The policing of women's bodies starts before they're even women, but that's going to change if 11-year-old Molly Neuner has anything to say about it. The Maine sixth grader's protest against sexist dress code policies at her school quickly gained support from fellow students and garnered national media attention, and soon, the King Middle School in Portland may change its policy. District Superintendent Xavier Botana told The Boston Globe that the district is considering "smart adjustments" to the dress code, and according to the Portland Press Herald, Principal Caitlin LeClair will convene a review panel with parents and students, including Molly, to discuss a solution at the end of the year.
The dress code first became an issue last week when a teacher reportedly ordered Molly and another girl to stand in front of the class and measure their clothing. Molly was told to hold her fingers against the strap of her tank top to ensure that it was at least two fingers wide, while the other girl had to check that her shorts were at least "finger tip length." Beside the fact that fingers are not a legitimate unit of measurement (because humans come in different shapes and sizes), the school's policy doesn't even list those requirements.

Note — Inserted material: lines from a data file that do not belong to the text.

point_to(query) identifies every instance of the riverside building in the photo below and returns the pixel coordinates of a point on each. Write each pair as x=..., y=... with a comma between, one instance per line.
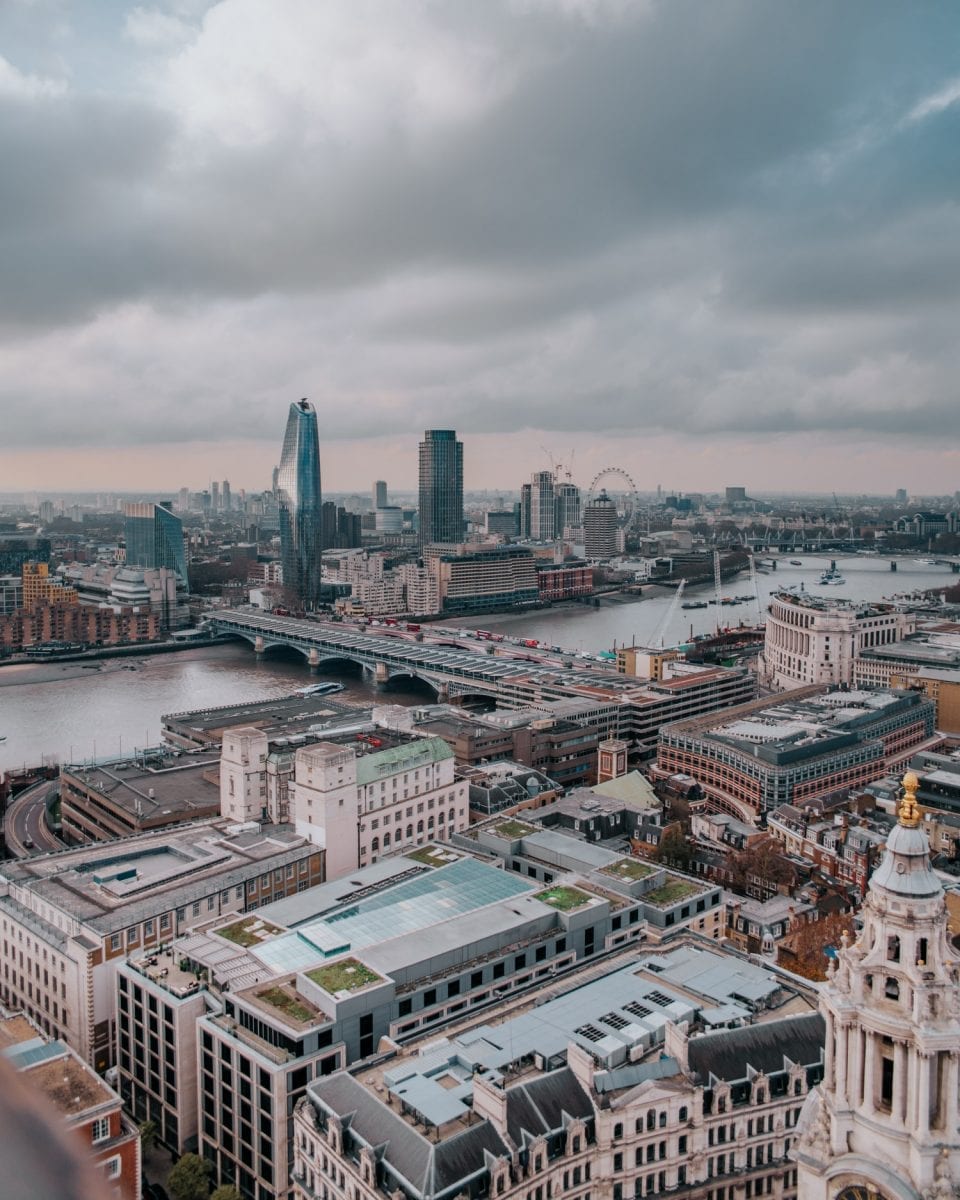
x=795, y=748
x=813, y=639
x=300, y=505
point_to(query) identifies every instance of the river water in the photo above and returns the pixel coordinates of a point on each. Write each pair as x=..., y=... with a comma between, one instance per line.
x=67, y=711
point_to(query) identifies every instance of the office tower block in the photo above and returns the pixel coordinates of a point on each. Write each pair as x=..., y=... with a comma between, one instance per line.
x=600, y=527
x=567, y=508
x=155, y=538
x=543, y=511
x=441, y=487
x=299, y=502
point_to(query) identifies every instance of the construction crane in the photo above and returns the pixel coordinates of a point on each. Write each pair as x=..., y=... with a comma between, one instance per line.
x=755, y=577
x=717, y=587
x=657, y=641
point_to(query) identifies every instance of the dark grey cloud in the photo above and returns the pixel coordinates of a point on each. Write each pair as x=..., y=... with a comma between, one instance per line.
x=711, y=219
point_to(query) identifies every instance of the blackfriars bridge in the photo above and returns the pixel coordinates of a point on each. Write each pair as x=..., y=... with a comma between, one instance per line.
x=448, y=669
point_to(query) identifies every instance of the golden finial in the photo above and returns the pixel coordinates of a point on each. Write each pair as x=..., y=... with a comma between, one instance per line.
x=909, y=811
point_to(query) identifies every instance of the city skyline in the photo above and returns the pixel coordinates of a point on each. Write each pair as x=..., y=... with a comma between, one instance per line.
x=663, y=238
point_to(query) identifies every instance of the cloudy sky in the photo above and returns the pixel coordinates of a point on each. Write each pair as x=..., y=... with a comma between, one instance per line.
x=712, y=243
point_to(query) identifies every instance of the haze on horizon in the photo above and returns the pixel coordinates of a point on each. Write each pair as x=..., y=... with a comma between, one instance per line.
x=711, y=243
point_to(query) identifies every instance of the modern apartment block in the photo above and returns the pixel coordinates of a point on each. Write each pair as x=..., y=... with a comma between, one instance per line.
x=601, y=1091
x=69, y=919
x=89, y=1109
x=502, y=576
x=255, y=1008
x=811, y=639
x=795, y=748
x=441, y=487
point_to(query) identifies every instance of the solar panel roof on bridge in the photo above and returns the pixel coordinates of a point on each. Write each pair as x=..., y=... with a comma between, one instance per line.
x=454, y=891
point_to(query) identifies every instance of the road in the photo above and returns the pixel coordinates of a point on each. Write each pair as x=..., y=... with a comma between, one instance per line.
x=24, y=821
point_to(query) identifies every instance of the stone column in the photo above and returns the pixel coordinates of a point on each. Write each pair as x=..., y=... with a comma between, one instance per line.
x=923, y=1096
x=843, y=1056
x=829, y=1054
x=899, y=1107
x=856, y=1091
x=869, y=1083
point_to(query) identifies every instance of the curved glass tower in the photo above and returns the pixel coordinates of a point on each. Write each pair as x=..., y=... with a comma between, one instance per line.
x=299, y=502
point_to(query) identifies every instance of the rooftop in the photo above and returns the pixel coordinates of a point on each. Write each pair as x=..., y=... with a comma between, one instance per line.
x=159, y=789
x=113, y=885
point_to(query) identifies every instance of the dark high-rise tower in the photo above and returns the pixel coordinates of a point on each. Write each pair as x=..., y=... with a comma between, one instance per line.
x=441, y=487
x=299, y=502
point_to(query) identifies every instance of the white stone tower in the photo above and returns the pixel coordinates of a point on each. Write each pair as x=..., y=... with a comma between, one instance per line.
x=883, y=1125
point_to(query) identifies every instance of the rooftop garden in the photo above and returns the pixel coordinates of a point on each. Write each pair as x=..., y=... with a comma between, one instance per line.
x=563, y=898
x=510, y=828
x=249, y=931
x=671, y=893
x=347, y=975
x=288, y=1003
x=628, y=869
x=432, y=856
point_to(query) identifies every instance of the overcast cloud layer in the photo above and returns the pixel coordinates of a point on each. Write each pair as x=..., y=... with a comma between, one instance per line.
x=621, y=223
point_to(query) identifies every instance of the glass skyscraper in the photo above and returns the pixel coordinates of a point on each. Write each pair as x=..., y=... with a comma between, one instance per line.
x=441, y=487
x=299, y=501
x=155, y=538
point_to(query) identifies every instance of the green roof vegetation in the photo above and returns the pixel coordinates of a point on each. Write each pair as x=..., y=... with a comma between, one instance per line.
x=563, y=898
x=432, y=856
x=288, y=1003
x=249, y=931
x=513, y=828
x=628, y=869
x=347, y=975
x=671, y=892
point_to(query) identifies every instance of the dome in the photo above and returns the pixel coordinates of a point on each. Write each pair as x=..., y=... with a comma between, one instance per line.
x=905, y=869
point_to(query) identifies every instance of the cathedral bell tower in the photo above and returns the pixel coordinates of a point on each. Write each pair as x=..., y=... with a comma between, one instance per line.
x=883, y=1125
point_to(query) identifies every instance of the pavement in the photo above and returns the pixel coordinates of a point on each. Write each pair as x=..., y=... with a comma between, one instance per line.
x=25, y=817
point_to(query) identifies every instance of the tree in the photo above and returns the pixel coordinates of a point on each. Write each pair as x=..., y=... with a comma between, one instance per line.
x=675, y=849
x=803, y=949
x=190, y=1179
x=149, y=1134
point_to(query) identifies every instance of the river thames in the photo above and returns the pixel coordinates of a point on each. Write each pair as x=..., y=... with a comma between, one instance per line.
x=70, y=711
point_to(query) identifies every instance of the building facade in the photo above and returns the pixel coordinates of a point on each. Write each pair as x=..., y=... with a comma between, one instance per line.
x=600, y=527
x=796, y=748
x=885, y=1121
x=815, y=640
x=441, y=487
x=300, y=507
x=154, y=538
x=367, y=805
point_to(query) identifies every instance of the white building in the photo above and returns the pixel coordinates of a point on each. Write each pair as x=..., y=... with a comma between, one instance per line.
x=885, y=1121
x=365, y=805
x=817, y=640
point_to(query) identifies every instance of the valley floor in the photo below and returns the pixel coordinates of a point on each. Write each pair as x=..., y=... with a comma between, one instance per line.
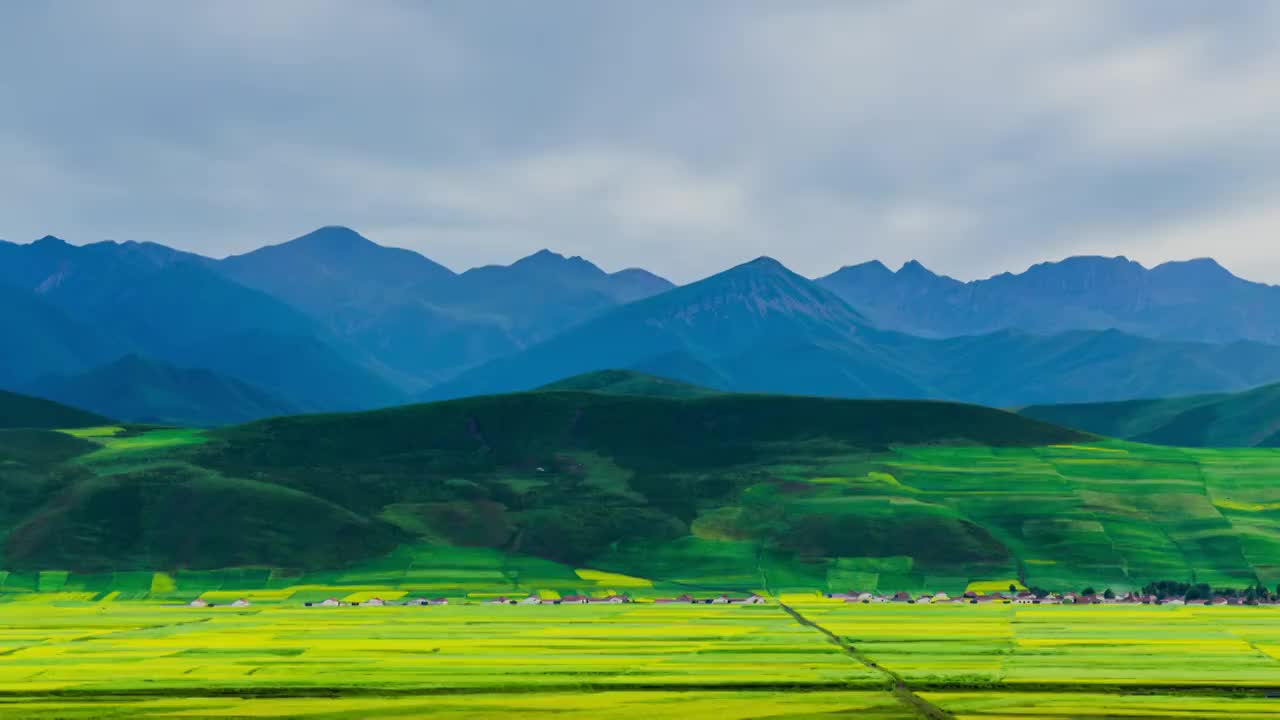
x=127, y=659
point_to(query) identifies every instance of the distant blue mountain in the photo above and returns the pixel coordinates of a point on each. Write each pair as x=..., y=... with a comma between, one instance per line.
x=332, y=320
x=103, y=300
x=1196, y=300
x=759, y=327
x=420, y=320
x=144, y=390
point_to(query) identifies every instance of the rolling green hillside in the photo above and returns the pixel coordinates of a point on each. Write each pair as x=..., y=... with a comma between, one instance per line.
x=629, y=382
x=26, y=411
x=730, y=491
x=1244, y=419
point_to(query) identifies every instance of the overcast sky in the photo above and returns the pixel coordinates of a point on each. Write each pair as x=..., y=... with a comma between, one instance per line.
x=680, y=136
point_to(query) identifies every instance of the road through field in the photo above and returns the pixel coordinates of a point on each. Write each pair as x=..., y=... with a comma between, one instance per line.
x=917, y=703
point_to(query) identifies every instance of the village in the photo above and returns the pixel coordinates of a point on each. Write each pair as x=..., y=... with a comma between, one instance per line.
x=1027, y=597
x=1011, y=597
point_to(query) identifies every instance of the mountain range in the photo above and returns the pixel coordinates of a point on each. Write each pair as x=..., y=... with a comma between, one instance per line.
x=332, y=322
x=1194, y=300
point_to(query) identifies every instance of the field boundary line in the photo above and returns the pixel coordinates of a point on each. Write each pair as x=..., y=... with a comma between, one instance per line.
x=904, y=693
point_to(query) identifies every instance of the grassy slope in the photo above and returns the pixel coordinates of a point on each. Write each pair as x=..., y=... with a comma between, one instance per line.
x=1244, y=419
x=725, y=491
x=26, y=411
x=629, y=382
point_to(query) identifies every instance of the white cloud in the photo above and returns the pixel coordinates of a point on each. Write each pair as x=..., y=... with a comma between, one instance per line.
x=972, y=136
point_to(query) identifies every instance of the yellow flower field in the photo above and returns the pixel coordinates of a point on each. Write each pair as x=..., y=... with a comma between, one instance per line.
x=69, y=657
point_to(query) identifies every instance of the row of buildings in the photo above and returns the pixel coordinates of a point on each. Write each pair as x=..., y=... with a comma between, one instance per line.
x=1032, y=598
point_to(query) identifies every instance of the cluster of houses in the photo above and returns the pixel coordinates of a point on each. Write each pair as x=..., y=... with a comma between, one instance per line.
x=863, y=597
x=200, y=602
x=533, y=598
x=376, y=602
x=718, y=600
x=1032, y=598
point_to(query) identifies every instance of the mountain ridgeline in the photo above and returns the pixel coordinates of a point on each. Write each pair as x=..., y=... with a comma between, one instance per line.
x=1243, y=419
x=730, y=491
x=334, y=322
x=568, y=477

Molly told the Press-Herald the situation was "really uncomfortable and weird." Later that day, the same teacher reportedly ordered Molly to cover up with a sweatshirt, and when she said she didn't have one, the teacher allegedly threatened her with detention if she violated dress code again. Molly told Portland's WCSH that two teachers explained that her clothing was a "distraction" to the boys. When Molly told her mother, Christina, what happened, Christina introduced her to the #iamnotadistraction hashtag, a social media movement calling out sexist dress codes. Two days later, Molly returned to school wearing another tank top, the hashtag written across her arm in block letters. About 20 more girls joined her protest.
The school's current policy prohibits "thin strapped, revealing tops (like tube tops, halter tops or low cut tops) on girls," but does not define "thin." It's unclear what a thin strap reveals that's so scandalous; neither sleeveless tops nor boat neck tops are banned. Moreover, girls should not be held responsible for the behavior of boys; if they're distracted, that's their problem. Another troubling aspect is that the two altercations with the teacher happened at snack time and recess. Sexualizing a child who's still young enough to play on a playground is incredibly disturbing. Luckily, Molly wasn't too young to know how to stand up for herself, and fight back when she knows that an adult is wrong.